Because of the state’s willingness, she and her team can evaluate the shale plays in Texas in six directions: social and economic, air, land, water, seismicity and transportation and record for history what is happening today.

The John Franklin Carll Award recognizes distinguished contributions applying engineering principles to petroleum development and recovery. Recipients of the award automatically become Distinguished Members of the SPE.

The award is named after a pioneer in petroleum engineering, John Franklin Carll. More than a century ago, he articulated the principles of petroleum engineering and geology that established the basic framework for development of petroleum engineering technology.

Now Ehlig-Economides is doing the same for the next century.

Robello Samuel, Adjunct Professor

The SPA honored Robello Samuel, Ph.D., petroleum engineering adjunct professor with two awards, the SPE Drilling Engineering Award for outstanding contributions to the advancement of petroleum engineering and a Distinguished Membership award. The membership award recognizes only 1 percent of SPE members “who have attained eminence in the petroleum industry or the academic community, or who have made significant contributions to SPE.”
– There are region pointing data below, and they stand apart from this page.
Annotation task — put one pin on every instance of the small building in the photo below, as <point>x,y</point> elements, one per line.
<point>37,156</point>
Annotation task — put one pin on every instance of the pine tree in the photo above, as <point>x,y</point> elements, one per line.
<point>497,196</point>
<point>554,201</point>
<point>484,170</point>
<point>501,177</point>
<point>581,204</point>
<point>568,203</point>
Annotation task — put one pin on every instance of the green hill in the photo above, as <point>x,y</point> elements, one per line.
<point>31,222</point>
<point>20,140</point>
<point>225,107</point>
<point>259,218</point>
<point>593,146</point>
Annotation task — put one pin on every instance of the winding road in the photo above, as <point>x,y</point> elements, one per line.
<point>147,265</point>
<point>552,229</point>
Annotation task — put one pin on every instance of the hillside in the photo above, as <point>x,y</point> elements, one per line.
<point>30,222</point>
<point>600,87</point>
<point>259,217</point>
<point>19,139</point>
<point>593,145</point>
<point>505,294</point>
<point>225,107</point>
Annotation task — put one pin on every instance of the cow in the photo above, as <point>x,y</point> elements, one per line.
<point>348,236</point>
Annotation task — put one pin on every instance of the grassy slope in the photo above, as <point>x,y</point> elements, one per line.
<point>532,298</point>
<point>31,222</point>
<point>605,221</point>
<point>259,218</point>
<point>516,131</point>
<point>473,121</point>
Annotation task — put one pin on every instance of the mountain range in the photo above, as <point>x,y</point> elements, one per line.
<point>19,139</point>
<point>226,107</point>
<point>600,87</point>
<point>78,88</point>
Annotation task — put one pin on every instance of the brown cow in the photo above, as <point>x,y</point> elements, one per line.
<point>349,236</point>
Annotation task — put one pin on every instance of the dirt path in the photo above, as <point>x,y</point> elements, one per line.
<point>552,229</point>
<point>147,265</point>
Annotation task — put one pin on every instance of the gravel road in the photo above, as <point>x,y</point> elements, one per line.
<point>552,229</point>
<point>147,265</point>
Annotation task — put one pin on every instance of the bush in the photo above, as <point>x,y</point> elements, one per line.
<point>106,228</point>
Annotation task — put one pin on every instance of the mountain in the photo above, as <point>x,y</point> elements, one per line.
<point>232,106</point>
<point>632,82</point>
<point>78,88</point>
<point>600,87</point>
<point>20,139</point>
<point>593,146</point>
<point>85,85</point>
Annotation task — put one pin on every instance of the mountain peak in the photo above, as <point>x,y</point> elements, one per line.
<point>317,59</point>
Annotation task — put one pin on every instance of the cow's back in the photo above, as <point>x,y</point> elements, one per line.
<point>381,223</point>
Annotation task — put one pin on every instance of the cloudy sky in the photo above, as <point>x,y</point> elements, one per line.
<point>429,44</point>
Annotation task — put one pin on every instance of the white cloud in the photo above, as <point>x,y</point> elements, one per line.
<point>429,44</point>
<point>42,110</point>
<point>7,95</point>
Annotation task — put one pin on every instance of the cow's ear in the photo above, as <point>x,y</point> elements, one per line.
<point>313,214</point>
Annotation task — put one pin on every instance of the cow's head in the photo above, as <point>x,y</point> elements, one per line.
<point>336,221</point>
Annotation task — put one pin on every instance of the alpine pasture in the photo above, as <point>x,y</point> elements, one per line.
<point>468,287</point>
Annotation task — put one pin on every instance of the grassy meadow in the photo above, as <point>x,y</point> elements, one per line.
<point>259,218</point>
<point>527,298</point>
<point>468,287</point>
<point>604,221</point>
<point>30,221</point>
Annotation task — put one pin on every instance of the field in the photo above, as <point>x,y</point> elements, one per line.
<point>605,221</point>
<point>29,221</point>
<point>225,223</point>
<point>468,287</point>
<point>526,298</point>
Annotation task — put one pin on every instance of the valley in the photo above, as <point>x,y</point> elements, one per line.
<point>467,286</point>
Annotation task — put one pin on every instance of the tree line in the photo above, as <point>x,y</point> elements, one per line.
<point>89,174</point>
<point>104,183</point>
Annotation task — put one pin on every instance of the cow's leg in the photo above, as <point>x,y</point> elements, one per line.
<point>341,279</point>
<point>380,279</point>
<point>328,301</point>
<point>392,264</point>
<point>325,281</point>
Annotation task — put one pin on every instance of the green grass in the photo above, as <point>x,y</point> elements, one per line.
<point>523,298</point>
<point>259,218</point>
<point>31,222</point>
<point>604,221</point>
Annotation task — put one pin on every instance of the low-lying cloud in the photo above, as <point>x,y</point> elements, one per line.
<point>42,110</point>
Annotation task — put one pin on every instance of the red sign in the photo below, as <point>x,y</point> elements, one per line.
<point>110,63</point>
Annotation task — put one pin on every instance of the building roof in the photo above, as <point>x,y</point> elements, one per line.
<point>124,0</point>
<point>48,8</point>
Samuel believes the SPE provides opportunities not otherwise available in the industry, giving him the chance to disseminate and exchange technical information and teach and train a new generation of engineers. His proudest accomplishment in that regard is convincing his own two children to become drilling engineers.

And how did he convince them? By teaching them the same way he instructs his students – creatively.

“We need to think outside of the box, always,” Samuel said. “But first, you need to know what your frame of reference is. If you are outside the box, there is no point in thinking outside the box; as you don’t know what is inside to start with. So you need to know the fundamentals and basics so that you can get out of the box.”

Since 1998, Samuel has served as a chief technical advisor and Halliburton Technology Fellow at Halliburton. He possesses more than 31 years of multi-disciplinary experience in domestic and international oil and gas drilling operations, as well as significant expertise in consulting and teaching.

Starting from the ground up, Samuel began his career working on rigs as a field drilling engineer. He is now a speaker in great demand globally and has written 12 books on drilling.